Historical Thinking Skills

WHAPHistorical Thinking Skills


ANALYZING EVIDENCE:
Historical thinking involves the ability to describe, select, and evaluate relevant evidence about the past from diverse sources (written documents, works of art, archaeological artifacts, oral traditions, and other primary sources) and draw conclusions about their relevance to different historical issues. A historical analysis of sources focuses on the interplay between the content of a source and the authorship, point of view, purpose, audience and format or medium of that source, assessing the usefulness, reliability, and limitations of the source as historical evidence.

INTERPRETATION:
Historical thinking involves the ability to describe, analyze, and evaluate the different ways historians interpret the past. This includes understanding the various types of questions historians ask, as well as considering how the particular circumstances and contexts in which individual historians work and write shape their interpretations of past events and historical evidence.

COMPARISON:
Historical thinking involves the ability to identify, compare and evaluate multiple perspectives on a given historical event in order to draw conclusions about that event. It also involves the ability to describe, compare, and evaluate multiple historical developments within once society, one or more developments across or between different societies and in various chronological and geographical contexts.
Contextualization: Historical thinking involves the ability to connect historical events and processes to specific circumstances of time and place as well as broader regional, national or global processes.
Synthesis: Historical thinking involves the ability to develop understanding of the past by making meaningful and persuasive historical and/or cross-disciplinary connections between a given historical issue and other historical contexts, periods, themes or disciplines.

CAUSATION:
Historical thinking involves the ability to identify, analyze, and evaluate the relationships among historical causes and effects, distinguishing between those that are long term and proximate. Historical thinking also involves the ability to distinguish between causation and correlation and an awareness of contingency, the way that historical events result from a complex variety of factors that come together in unpredictable ways and often have unanticipated consequences.
Patterns of Continuity and Change over Time: Historical thinking involves the ability to recognize, analyze, and evaluate the dynamics of historical continuity and change over periods of time of varying length, as well as the ability to relate these patterns to larger historical processes or themes.
Periodization: Historical thinking involves the ability to describe.

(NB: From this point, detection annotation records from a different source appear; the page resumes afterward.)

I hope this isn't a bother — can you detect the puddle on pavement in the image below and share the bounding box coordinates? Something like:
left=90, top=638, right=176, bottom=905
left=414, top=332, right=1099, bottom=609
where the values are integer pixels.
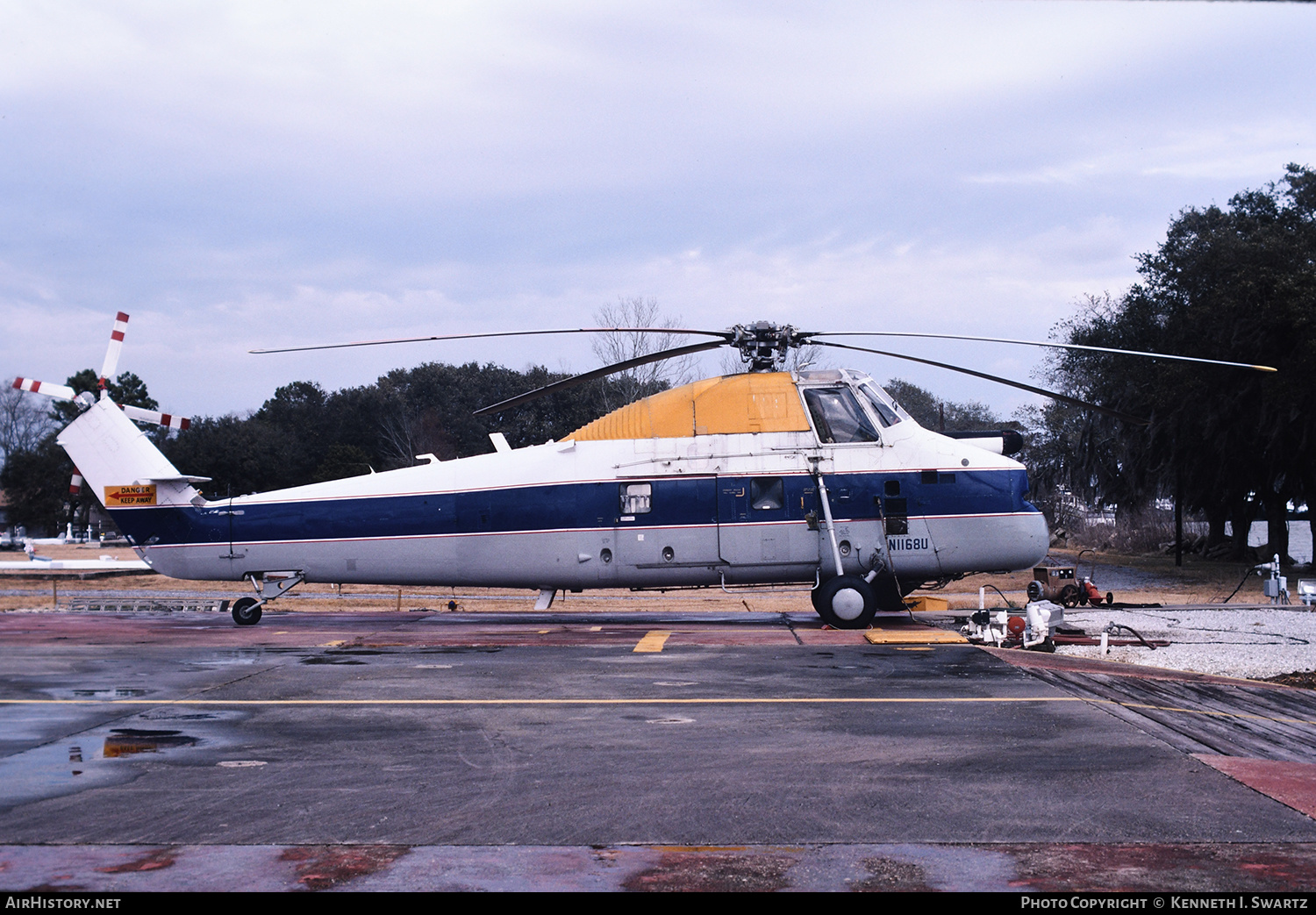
left=70, top=686, right=149, bottom=699
left=0, top=716, right=224, bottom=810
left=102, top=728, right=197, bottom=760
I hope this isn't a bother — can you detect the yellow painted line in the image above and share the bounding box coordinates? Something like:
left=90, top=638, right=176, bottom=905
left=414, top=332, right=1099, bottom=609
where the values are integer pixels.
left=631, top=629, right=671, bottom=652
left=0, top=697, right=1316, bottom=724
left=863, top=629, right=969, bottom=645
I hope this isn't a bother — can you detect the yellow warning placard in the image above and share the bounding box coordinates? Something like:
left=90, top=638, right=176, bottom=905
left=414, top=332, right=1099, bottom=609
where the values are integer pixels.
left=105, top=483, right=155, bottom=508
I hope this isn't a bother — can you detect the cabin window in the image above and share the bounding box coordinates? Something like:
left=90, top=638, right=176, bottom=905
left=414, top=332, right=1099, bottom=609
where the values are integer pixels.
left=805, top=387, right=878, bottom=445
left=749, top=476, right=786, bottom=511
left=883, top=497, right=910, bottom=534
left=621, top=483, right=653, bottom=515
left=860, top=382, right=902, bottom=425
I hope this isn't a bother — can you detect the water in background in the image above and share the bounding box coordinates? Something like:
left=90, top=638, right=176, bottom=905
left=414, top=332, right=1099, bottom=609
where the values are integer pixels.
left=1226, top=520, right=1312, bottom=562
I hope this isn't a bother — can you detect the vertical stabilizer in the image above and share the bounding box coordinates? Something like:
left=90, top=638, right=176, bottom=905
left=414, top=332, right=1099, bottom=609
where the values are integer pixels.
left=55, top=399, right=204, bottom=508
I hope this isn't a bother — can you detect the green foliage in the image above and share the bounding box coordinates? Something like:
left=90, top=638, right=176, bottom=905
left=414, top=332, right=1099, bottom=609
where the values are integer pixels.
left=883, top=378, right=1018, bottom=432
left=1033, top=165, right=1316, bottom=552
left=52, top=368, right=160, bottom=425
left=0, top=436, right=74, bottom=536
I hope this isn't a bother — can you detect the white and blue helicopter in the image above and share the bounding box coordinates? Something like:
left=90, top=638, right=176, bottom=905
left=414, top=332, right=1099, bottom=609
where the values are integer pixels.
left=7, top=313, right=1274, bottom=628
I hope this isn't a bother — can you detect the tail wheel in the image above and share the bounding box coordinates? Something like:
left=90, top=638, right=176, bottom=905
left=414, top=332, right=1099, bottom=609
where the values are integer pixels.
left=233, top=597, right=261, bottom=625
left=811, top=575, right=878, bottom=629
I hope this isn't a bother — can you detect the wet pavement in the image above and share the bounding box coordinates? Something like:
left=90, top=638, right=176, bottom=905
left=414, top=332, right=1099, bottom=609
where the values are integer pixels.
left=0, top=612, right=1316, bottom=891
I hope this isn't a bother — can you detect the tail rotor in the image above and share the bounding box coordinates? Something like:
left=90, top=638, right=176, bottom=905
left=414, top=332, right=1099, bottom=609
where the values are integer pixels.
left=13, top=312, right=192, bottom=431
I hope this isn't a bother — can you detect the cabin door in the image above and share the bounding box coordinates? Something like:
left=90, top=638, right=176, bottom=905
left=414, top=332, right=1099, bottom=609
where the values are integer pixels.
left=718, top=476, right=819, bottom=581
left=615, top=476, right=719, bottom=581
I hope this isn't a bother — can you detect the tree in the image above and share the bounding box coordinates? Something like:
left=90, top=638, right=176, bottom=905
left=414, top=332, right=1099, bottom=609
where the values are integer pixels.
left=0, top=387, right=54, bottom=462
left=883, top=378, right=1018, bottom=432
left=591, top=297, right=697, bottom=411
left=1048, top=165, right=1316, bottom=566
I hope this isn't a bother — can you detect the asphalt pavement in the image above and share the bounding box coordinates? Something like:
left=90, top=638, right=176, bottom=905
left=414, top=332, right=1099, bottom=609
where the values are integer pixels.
left=0, top=612, right=1316, bottom=890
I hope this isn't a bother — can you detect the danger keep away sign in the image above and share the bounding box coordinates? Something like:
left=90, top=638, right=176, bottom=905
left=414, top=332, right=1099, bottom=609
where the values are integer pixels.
left=105, top=483, right=155, bottom=508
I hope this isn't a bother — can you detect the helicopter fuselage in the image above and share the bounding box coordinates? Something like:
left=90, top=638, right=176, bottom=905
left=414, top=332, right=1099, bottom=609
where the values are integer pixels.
left=62, top=373, right=1049, bottom=592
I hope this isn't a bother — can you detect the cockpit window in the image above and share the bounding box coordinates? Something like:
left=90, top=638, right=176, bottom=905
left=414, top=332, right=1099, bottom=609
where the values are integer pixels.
left=860, top=382, right=905, bottom=426
left=805, top=387, right=878, bottom=445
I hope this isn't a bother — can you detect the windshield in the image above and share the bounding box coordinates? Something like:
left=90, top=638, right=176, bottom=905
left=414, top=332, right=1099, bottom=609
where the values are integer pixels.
left=860, top=382, right=905, bottom=425
left=805, top=387, right=878, bottom=445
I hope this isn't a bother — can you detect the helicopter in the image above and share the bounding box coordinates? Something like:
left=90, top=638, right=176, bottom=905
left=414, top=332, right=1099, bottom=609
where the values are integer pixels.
left=13, top=312, right=1274, bottom=629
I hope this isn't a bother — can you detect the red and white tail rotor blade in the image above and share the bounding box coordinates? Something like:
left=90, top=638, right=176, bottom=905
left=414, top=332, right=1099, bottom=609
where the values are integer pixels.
left=13, top=378, right=78, bottom=400
left=120, top=404, right=192, bottom=429
left=100, top=312, right=128, bottom=390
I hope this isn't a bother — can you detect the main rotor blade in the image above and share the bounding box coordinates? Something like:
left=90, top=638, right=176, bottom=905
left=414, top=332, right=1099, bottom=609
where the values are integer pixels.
left=474, top=342, right=726, bottom=416
left=802, top=331, right=1276, bottom=371
left=247, top=328, right=733, bottom=355
left=813, top=340, right=1150, bottom=425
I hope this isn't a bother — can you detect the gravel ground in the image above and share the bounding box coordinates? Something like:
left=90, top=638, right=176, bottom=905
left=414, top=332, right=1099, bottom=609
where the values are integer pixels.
left=1055, top=604, right=1316, bottom=679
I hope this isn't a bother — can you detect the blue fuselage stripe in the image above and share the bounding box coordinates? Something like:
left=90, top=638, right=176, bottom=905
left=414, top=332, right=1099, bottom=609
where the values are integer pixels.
left=110, top=470, right=1036, bottom=547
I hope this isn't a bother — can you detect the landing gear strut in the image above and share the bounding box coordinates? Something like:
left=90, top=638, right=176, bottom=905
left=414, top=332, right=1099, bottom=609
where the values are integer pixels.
left=233, top=571, right=307, bottom=625
left=233, top=597, right=261, bottom=625
left=810, top=575, right=878, bottom=629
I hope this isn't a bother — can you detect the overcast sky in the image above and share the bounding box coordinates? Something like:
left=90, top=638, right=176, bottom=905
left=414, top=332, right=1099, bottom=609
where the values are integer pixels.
left=0, top=0, right=1316, bottom=415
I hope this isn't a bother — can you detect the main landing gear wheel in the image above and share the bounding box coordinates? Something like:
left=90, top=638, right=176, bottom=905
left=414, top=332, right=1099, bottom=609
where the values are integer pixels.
left=810, top=575, right=878, bottom=629
left=233, top=597, right=261, bottom=625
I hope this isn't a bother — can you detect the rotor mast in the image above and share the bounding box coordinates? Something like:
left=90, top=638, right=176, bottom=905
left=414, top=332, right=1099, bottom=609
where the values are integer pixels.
left=728, top=321, right=808, bottom=371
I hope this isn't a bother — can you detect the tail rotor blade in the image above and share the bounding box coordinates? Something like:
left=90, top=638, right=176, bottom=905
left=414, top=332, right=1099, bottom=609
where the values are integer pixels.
left=13, top=378, right=78, bottom=400
left=120, top=405, right=192, bottom=429
left=100, top=312, right=128, bottom=390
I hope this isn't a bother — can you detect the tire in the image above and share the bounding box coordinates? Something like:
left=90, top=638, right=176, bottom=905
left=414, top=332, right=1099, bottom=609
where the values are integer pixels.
left=233, top=597, right=261, bottom=625
left=812, top=575, right=878, bottom=629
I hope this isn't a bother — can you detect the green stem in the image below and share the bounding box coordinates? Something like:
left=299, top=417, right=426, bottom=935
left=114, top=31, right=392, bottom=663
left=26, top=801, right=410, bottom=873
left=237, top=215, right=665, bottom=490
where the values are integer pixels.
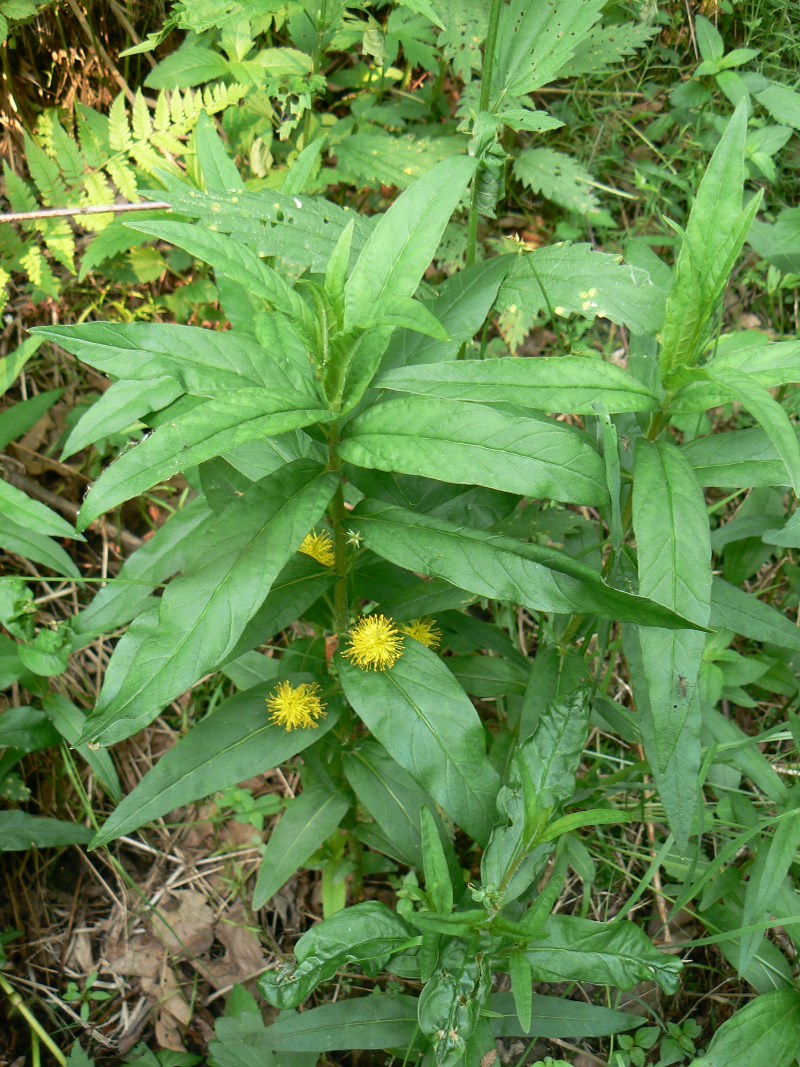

Analyze, and evaluate different ways that historians divide history into discrete and definable periods. Historians construct and debate different, sometimes competing models of periodization; the choice of specific turning points or starting and ending dates might accord a higher value to one narrative, region, or group than to another.

ARGUMENTATION:

Historical thinking involves the ability to create an argument and support it using relevant historical evidence. Creating a historical argument includes defining and framing a question about the past and then formulating a claim or argument about that question, often in the form of a thesis. A persuasive historical argument requires a precise and defensible thesis or claim, supported by rigorous analysis of relevant and diverse historical evidence. The argument and evidence used should be framed around the application of a specific historical thinking skill (e.g. comparison, causation, patterns of continuity and change over time, or periodization). Furthermore, historical thinking involves the ability to examine multiple pieces of evidence in concert with each other, noting contradictions and other relationships among sources to develop and support an argument.